First, a high-level explanation of what each part of the Pulumi program does:

1. **Import Statements**: Import the Pulumi Kubernetes package which provides the classes and functions to interact with Kubernetes resources.

2. **Model Data**: Identify the location of your TensorFlow model data. This would typically be a path to a volume or a URI from where TensorFlow Serving can load the model.

3. **Deployment**: Create a Kubernetes `Deployment` using the `pulumi_kubernetes.apps.v1.Deployment` class which will pull the TensorFlow Serving Docker image, and use the model location to serve the model.

4. **Service**: Expose the TensorFlow Serving pod with a Kubernetes `Service` using the `pulumi_kubernetes.core.v1.Service` class. This service will forward requests to the TensorFlow Serving pod.

5. **Exports**: Export any information about the deployment that you might need, such as the public IP address of the Service.

Here's the Pulumi program:

```python
import pulumi
import pulumi_kubernetes as k8s

# Name of the deployment
deployment_name = 'tf-serving-deployment'

# The Docker image for TensorFlow Serving
# Replace this with the version you wish to use or your own custom image
tf_serving_image = 'tensorflow/serving:latest'

# The port that TensorFlow Serving listens on
tf_serving_port = 8501

# TensorFlow Model Server port (container port)
container_port = 8501

# The location of the model data
model_data_path = "/models/mymodel"  # You'll need to update this with the location of your model data

# Define the Kubernetes Deployment for TensorFlow Serving
tf_deployment = k8s.apps.v1.Deployment(
    deployment_name,
    spec=k8s.apps.v1.DeploymentSpecArgs(
        replicas=1,
        selector=k8s.meta.v1.LabelSelectorArgs(
            match_labels={"app": deployment_name}
        ),
        template=k8s.core.v1.PodTemplateSpecArgs(
            metadata=k8s.meta.v1.ObjectMetaArgs(labels={"app": deployment_name}),
            spec=k8s.core.v1.PodSpecArgs(
                containers=[k8s.core.v1.ContainerArgs(
                    name=deployment_name,
                    image=tf_serving_image,
                    ports=[k8s.core.v1.ContainerPortArgs(container_port=container_port)],
                    args=[
                        f"--model_name=mymodel",  # Name of the model
                        f"--model_base_path={model_data_path}" # Path to the model data
                    ],
                )]
            ),
        ),
    ))

# Define a Kubernetes Service to expose the TensorFlow Serving Deployment
tf_service = k8s.core.v1.Service(
    'tf-serving-service',
    spec=k8s.core.v1.ServiceSpecArgs(
        type="LoadBalancer",
        selector={"app": deployment_name},
        ports=[k8s.core.v1.ServicePortArgs(
            port=tf_serving_port,
            target_port=container_port,
        )]
    ))

# Export the Service's IP address
pulumi.export('tf_serving_ip', tf_service.status.apply(lambda status: status.load_balancer.ingress[0].ip if status.load_balancer.ingress else None))
```

In this Pulumi program:

- We use a Deployment to manage TensorFlow Serving pods. The deployment ensures that the desired number of pods, with the appropriate TensorFlow Serving Docker image and configurations, are running and available to serve the model.

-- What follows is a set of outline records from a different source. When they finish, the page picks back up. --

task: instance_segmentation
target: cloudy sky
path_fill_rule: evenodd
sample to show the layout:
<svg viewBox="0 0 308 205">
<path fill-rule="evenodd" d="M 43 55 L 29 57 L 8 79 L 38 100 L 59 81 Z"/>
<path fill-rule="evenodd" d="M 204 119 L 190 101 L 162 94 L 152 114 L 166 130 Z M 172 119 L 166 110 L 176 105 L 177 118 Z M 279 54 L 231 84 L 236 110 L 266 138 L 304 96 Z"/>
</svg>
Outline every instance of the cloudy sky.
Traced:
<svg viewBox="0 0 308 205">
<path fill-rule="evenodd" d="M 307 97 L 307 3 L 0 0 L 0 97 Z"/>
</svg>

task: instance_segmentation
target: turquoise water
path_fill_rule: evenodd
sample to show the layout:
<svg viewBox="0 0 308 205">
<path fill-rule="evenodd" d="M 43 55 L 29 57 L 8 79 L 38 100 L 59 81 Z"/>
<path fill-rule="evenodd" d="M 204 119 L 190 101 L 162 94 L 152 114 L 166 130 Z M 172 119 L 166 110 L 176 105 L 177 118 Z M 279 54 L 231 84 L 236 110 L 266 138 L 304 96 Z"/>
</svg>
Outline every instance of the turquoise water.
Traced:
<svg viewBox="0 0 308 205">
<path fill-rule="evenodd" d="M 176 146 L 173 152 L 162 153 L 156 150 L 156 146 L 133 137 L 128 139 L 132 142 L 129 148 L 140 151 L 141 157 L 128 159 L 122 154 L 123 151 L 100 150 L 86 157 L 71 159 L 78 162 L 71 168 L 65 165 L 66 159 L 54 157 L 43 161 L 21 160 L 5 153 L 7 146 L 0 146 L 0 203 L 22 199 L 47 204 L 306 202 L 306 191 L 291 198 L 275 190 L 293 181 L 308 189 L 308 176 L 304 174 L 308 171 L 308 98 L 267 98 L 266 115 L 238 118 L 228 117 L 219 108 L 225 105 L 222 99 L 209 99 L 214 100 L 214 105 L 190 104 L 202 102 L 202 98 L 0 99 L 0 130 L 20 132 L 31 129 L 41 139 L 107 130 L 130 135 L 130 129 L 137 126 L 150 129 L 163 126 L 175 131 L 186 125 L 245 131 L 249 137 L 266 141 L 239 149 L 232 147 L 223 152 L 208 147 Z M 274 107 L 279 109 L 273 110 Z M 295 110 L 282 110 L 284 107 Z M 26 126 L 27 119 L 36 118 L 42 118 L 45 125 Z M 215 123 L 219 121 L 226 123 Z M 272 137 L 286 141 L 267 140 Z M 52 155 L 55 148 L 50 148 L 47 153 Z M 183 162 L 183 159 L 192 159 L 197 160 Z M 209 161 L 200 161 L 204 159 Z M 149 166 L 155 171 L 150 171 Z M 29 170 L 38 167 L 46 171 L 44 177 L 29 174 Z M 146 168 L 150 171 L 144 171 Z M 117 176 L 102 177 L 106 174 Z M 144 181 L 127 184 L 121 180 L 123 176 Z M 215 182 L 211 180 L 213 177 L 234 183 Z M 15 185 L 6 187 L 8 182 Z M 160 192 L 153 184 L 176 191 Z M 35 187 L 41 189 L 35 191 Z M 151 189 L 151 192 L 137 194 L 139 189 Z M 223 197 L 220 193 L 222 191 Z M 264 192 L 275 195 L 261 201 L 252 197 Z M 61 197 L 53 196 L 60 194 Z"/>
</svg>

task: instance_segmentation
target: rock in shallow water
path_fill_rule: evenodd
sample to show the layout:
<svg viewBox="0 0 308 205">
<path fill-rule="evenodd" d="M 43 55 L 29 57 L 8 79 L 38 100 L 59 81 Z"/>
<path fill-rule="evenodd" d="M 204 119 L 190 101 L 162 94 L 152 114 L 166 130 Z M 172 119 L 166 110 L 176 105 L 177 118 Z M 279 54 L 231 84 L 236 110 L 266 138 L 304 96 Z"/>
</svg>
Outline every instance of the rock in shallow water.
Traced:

- We then create a Kubernetes Service of type `LoadBalancer`, which will automatically create a cloud provider LoadBalancer to route traffic to the TensorFlow Serving pod. The service targets port `8501` on the pods, which is the default port that TensorFlow Serving uses to expose its gRPC and REST APIs.

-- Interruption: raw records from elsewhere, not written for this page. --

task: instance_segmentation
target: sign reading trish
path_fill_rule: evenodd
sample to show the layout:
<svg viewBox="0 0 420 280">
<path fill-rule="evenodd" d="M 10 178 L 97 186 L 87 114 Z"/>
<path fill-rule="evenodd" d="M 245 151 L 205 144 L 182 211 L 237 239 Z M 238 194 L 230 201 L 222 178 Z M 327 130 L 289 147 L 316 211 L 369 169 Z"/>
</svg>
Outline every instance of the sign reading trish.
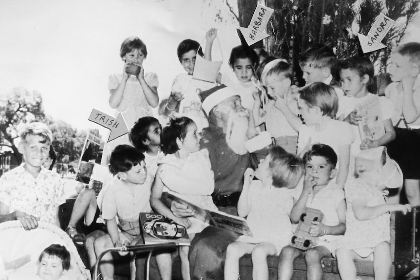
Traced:
<svg viewBox="0 0 420 280">
<path fill-rule="evenodd" d="M 111 130 L 108 142 L 128 133 L 128 129 L 121 113 L 115 119 L 96 109 L 92 109 L 89 120 Z"/>
</svg>

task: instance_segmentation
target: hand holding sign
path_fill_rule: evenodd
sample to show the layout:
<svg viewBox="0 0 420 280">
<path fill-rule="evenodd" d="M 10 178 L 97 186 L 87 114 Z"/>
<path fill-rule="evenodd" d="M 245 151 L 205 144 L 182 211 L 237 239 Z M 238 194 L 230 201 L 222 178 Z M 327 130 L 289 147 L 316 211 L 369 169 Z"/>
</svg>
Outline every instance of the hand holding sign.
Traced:
<svg viewBox="0 0 420 280">
<path fill-rule="evenodd" d="M 272 9 L 258 4 L 248 28 L 238 28 L 248 46 L 253 45 L 268 37 L 263 31 L 273 11 Z"/>
<path fill-rule="evenodd" d="M 115 119 L 96 109 L 92 109 L 89 120 L 111 130 L 107 142 L 128 133 L 128 129 L 121 113 Z"/>
<path fill-rule="evenodd" d="M 357 36 L 359 37 L 363 53 L 370 53 L 386 48 L 386 46 L 381 41 L 388 34 L 395 23 L 395 21 L 388 17 L 383 14 L 380 14 L 375 20 L 367 36 L 358 34 Z"/>
</svg>

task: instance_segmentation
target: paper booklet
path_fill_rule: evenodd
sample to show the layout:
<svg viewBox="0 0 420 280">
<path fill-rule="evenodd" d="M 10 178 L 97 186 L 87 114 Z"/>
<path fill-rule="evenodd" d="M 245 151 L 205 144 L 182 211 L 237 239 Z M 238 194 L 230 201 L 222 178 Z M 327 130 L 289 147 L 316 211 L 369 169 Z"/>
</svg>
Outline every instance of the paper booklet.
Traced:
<svg viewBox="0 0 420 280">
<path fill-rule="evenodd" d="M 229 229 L 240 234 L 252 236 L 252 233 L 247 224 L 247 220 L 241 217 L 229 215 L 220 211 L 205 209 L 191 202 L 181 198 L 179 194 L 172 191 L 165 192 L 162 195 L 162 201 L 171 205 L 172 201 L 187 206 L 192 210 L 194 217 L 217 227 Z"/>
<path fill-rule="evenodd" d="M 145 244 L 176 242 L 190 246 L 187 229 L 171 219 L 155 213 L 140 213 L 139 219 Z"/>
<path fill-rule="evenodd" d="M 385 134 L 382 119 L 382 111 L 379 96 L 373 95 L 356 106 L 358 113 L 362 115 L 359 122 L 359 131 L 362 141 L 368 139 L 377 140 Z"/>
</svg>

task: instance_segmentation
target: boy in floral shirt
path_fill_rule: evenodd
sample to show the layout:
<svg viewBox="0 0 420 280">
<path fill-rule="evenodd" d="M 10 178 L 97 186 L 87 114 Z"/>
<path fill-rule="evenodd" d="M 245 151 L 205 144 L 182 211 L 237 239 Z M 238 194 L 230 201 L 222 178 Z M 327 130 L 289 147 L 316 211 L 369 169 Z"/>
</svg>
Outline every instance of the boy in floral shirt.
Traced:
<svg viewBox="0 0 420 280">
<path fill-rule="evenodd" d="M 51 131 L 39 122 L 29 124 L 21 133 L 24 162 L 0 178 L 0 223 L 18 220 L 26 230 L 36 228 L 38 221 L 60 226 L 63 186 L 58 174 L 42 166 L 52 140 Z"/>
</svg>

After running this Pulumi program, you will create a deployment and service within your Kubernetes cluster to serve your TensorFlow model.

Please remember to replace `model_data_path` with the actual path where your TensorFlow model is stored. Additionally, you might need to customize the TensorFlow Serving image or its start arguments to fit your needs.

To run this program, you'll need to have the Pulumi CLI installed and have access to a Kubernetes cluster. Save the code into a file named `__main__.py` in a Pulumi project folder and execute it with the `pulumi up` command. This will prompt Pulumi to provision the resources defined in the program.